Excerpts: Due process can be likened to the maturation process every sowing goes through to get to the ripening of fruits for harvesting.

You do not sow today and the seed will not be taken through necessary processes with contribution from radiations of the soil, of the air, for germination, of the wind, the rain and rays of the sun, the rays of the moon, for growth, strengthening and development and harvesting.

The servants of Nature will take the sowing through all processes of maturation.

The wisdom, taking a cue from Nature, is to exhaust the processes and get every arm of government to make an input transparently into the discipline or appointment of certain categories of public functionaries.

It is to prevent arbitrariness. It is to prevent a President or a governor waking up from a bad dream and ordering that a citizen be beheaded.

The technicalities lawyers get us into can be exasperating and irritating. No doubt about that. They are all part of the search for the truth and justice in the alternative to the paralysis of the intuitive faculty in man designed to help him promptly arrive at the right judgment.

However, what is galling is reveling in taking technicalities up to Supreme Court only for the case, after about four years there, to be remitted back to the high court for trial de novo! Then another technical point is raised and the whole circus lasting sometimes eight to 10 years! That negates the cause of justice, for it is said, “Justice delayed is Justice denied.”

This is apart from unending costs to the litigant. That aspect certainly requires reform. But this should not vitiate the imperative of due process.

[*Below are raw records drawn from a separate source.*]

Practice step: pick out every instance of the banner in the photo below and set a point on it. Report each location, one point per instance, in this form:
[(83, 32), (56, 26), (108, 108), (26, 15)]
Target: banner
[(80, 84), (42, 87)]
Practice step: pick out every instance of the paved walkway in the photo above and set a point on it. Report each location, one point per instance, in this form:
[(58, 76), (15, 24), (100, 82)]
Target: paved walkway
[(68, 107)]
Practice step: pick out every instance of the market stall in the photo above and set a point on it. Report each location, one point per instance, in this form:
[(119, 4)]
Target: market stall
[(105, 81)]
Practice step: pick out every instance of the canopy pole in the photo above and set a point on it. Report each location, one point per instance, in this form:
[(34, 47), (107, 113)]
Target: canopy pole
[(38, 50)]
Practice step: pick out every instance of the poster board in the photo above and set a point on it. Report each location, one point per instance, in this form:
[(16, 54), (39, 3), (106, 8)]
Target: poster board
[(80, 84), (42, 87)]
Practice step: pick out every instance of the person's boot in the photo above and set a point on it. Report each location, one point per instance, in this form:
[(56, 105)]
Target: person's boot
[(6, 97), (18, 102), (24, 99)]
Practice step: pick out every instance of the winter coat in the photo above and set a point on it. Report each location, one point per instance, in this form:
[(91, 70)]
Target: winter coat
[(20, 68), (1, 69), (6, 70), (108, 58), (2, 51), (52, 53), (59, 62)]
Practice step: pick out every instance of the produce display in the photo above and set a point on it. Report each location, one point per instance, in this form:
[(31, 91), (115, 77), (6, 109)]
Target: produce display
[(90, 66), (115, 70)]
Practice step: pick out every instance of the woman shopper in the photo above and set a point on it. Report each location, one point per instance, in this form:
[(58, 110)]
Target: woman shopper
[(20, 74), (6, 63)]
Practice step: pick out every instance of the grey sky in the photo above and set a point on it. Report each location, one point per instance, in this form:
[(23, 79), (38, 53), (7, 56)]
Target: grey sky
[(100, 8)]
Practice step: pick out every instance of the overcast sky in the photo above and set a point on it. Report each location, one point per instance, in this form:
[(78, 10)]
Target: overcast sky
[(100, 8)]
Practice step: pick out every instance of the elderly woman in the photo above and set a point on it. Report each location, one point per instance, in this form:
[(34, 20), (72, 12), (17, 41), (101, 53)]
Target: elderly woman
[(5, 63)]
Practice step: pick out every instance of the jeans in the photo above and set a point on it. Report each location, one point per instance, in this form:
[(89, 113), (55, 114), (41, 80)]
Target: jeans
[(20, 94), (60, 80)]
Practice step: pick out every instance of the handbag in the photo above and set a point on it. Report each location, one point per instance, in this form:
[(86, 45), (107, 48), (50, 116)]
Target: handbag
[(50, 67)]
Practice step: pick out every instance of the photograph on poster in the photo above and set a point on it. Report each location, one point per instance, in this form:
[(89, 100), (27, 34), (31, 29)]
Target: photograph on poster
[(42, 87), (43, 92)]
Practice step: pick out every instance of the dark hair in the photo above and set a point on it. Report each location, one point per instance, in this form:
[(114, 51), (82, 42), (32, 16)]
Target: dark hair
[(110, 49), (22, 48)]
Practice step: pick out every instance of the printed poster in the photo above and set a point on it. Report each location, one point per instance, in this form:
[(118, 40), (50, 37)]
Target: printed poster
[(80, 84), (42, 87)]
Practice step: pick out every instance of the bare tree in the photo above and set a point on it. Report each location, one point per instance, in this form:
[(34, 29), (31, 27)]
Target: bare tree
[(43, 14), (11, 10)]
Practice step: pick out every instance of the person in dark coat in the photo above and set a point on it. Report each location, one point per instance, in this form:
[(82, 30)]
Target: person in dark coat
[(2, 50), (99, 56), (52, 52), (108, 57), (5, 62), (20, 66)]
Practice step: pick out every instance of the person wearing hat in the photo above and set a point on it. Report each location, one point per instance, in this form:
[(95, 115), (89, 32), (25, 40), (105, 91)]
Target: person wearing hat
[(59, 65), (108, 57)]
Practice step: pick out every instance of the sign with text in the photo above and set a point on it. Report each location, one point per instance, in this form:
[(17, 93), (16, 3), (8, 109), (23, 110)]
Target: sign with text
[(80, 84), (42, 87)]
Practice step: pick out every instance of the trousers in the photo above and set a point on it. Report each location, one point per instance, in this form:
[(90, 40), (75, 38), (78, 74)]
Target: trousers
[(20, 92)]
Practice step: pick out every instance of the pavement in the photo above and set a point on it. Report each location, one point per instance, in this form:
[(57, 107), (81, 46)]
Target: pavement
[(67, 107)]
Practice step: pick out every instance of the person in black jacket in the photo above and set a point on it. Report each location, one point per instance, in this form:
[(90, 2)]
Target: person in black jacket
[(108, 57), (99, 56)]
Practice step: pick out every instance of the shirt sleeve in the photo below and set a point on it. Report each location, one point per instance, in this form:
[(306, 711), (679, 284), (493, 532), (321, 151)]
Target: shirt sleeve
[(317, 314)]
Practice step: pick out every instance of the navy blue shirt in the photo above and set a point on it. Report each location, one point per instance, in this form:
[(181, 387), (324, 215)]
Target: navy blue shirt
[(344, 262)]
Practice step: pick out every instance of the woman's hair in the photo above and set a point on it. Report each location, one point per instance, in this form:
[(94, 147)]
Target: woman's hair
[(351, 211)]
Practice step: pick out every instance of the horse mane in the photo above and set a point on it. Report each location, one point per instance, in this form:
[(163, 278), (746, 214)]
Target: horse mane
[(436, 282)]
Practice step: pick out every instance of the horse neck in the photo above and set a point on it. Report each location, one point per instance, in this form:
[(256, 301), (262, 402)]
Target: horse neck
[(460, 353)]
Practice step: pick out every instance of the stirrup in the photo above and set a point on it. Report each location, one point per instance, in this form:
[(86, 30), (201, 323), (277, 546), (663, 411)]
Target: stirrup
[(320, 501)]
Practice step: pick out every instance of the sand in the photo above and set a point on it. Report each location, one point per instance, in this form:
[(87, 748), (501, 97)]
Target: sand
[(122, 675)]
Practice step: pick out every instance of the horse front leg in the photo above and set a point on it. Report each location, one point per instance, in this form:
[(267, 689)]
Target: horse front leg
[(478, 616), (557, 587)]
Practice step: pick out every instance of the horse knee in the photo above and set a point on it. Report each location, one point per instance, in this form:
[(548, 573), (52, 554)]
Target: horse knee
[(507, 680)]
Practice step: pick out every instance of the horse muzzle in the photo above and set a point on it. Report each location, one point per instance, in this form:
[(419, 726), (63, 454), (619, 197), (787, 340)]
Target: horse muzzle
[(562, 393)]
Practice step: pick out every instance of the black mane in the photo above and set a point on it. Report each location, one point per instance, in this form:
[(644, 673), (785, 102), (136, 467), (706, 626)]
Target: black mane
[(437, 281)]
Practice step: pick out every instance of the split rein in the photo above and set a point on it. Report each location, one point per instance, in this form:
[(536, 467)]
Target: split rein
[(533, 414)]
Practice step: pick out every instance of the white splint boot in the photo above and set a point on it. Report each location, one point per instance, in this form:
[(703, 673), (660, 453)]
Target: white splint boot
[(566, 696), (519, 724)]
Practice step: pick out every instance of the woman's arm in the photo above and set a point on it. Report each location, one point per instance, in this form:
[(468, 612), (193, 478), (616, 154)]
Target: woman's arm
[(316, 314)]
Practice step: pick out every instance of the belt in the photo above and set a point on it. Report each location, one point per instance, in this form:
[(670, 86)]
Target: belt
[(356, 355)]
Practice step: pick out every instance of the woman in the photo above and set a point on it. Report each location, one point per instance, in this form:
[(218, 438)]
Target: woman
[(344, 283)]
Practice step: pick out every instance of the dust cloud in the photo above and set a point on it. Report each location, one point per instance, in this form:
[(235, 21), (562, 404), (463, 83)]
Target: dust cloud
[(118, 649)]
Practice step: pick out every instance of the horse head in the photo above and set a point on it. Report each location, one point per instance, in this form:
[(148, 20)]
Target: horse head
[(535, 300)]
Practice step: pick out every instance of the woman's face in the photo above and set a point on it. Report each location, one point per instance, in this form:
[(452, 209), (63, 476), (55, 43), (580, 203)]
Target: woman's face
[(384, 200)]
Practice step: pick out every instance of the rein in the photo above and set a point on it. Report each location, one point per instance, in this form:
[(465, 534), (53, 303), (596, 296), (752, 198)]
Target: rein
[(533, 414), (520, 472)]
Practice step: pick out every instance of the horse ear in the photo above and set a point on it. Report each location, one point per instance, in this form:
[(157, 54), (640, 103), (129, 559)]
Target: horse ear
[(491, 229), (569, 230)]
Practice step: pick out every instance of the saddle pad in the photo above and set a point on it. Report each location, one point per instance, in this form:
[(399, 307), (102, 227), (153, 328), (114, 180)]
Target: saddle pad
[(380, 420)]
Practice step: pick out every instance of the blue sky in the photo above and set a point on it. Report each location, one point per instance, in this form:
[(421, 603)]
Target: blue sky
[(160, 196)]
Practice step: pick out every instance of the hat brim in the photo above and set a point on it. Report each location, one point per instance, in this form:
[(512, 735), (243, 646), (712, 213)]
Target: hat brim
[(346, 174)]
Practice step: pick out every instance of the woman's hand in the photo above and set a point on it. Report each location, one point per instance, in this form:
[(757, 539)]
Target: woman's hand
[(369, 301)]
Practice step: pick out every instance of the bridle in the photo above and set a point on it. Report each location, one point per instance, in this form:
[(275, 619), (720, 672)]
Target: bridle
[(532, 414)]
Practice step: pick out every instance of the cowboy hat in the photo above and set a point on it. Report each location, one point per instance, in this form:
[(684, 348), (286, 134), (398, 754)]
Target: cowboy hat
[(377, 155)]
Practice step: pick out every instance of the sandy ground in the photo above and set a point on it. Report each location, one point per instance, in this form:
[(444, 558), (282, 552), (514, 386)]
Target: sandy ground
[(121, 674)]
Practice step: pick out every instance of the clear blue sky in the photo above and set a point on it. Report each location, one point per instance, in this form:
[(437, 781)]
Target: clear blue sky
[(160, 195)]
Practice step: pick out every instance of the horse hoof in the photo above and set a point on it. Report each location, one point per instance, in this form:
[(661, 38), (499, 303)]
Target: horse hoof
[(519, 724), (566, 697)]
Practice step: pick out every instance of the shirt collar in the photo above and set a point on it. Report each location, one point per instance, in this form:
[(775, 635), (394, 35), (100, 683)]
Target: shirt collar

The charges of corruption against NJC Onnoghen will be argued during his trial, and if proven and he is found guilty at the end of the day, it will be so transparently seen and he will have to go.

It cannot be right that all manner of stones is hauled to assail his character. VeePee Yemi Osinbajo is jumping the gun like his principal.

A person must be convinced of his guilt before he can decide to go honourably from a feeling of shame, more so given the nature of our society where nothing is held sacred anymore and character assassins armed to the teeth with their petitions are lurking in the shadows. Our appetite for scandals is insatiable.

CJN Onnoghen does not feel guilty of anything deep within him as of now.

So, we have the obligation to listen to him. We can ill afford to scratch the matter on the surface and ask him to go. That will not be fair.